The internet does not have a simple star or tree topology, it’s rather more like a mesh structure. Add to this the existence of complex routing tables, firewall rules and DNS views, and you’ll realise that it’s impossible to monitor the availability of a network or node from a single point of view. For long, I’ve been thinking about a distributed system of monitoring stations, that exchange information on which networks/nodes they perceive as being unreachable. Systems like this do exist and their services are offered both free and commercially, but I would like to create something that is flexible and easy to deploy for an indivual person running a few servers.

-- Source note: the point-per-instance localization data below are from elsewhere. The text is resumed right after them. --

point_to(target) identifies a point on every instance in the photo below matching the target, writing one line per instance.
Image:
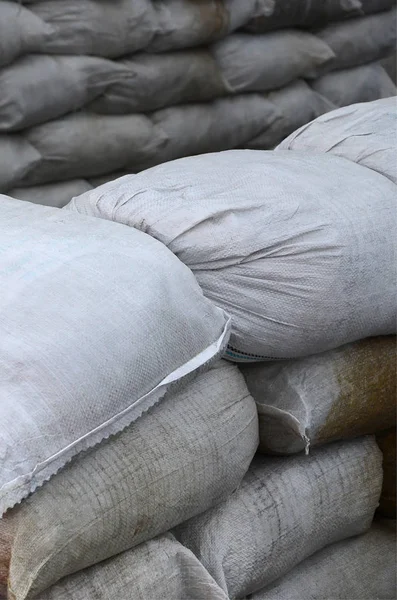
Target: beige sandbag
(187, 454)
(341, 393)
(360, 84)
(387, 443)
(160, 568)
(363, 133)
(285, 510)
(361, 568)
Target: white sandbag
(187, 454)
(161, 568)
(285, 510)
(18, 157)
(341, 393)
(158, 80)
(304, 13)
(298, 105)
(85, 144)
(361, 84)
(52, 194)
(111, 365)
(38, 88)
(362, 568)
(251, 63)
(273, 241)
(359, 41)
(363, 133)
(21, 31)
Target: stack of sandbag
(113, 396)
(90, 88)
(300, 249)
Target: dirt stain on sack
(387, 443)
(366, 374)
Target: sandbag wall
(97, 88)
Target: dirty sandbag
(254, 63)
(359, 41)
(52, 194)
(387, 443)
(364, 133)
(285, 510)
(370, 574)
(298, 104)
(160, 568)
(341, 393)
(187, 454)
(267, 235)
(360, 84)
(107, 371)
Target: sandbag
(342, 393)
(363, 133)
(70, 278)
(21, 31)
(304, 13)
(187, 454)
(161, 568)
(273, 241)
(360, 568)
(285, 510)
(52, 194)
(38, 88)
(298, 105)
(359, 41)
(251, 63)
(361, 84)
(387, 443)
(158, 80)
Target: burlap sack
(387, 443)
(161, 568)
(92, 334)
(342, 393)
(361, 568)
(186, 455)
(285, 510)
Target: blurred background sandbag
(361, 567)
(184, 456)
(285, 510)
(128, 68)
(342, 393)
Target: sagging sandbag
(298, 104)
(304, 13)
(271, 240)
(160, 568)
(362, 567)
(285, 510)
(359, 41)
(52, 194)
(387, 443)
(187, 454)
(360, 84)
(126, 335)
(363, 133)
(255, 63)
(342, 393)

The first step for this, however, is a program that runs on only one host and gathers all possible data from there. I’ve started here by creating an engine that can read a list of IP-addresses or hostnames and will send, receive and interpret ICMP Echo (‘ping’) messages. Next I’ve developed a configuration-file format that allows the users to represent the network topology to a certain degree. Lastly, I’ve added a statistical routine that tries to interpret the ping data (basically RTTs, round-trip times). The reason for this is what’s fast for one node may be very high latency for another. This routine learns what ‘good performance’ is for a certain node and then starts tagging probes that are outside the margin of ‘normal’ latency. These tags range from yellow (‘jitter’ or minor congestion), blue (‘lag’ or heavy congestion) to red (packet loss or unreachability). The colour tags for the probes are shown on screen as a grid, with each monitored node having a column and time being on the vertical axis. Below this grid, the individual probe results are displayed, and next to it a tree of the network topology is shown with the nodes tagged with the colour of their current ‘state’. State is defined as the least congested state seen in the last x probes (x being 3 for me, so far). A bell-character (beep or screen flash) can be output for packet loss, or can be inverted to notify of a node that was down for a while coming back up again.

This functionality is currently in beta testing. I’ll probably reach a point suitable for first release within one or two months.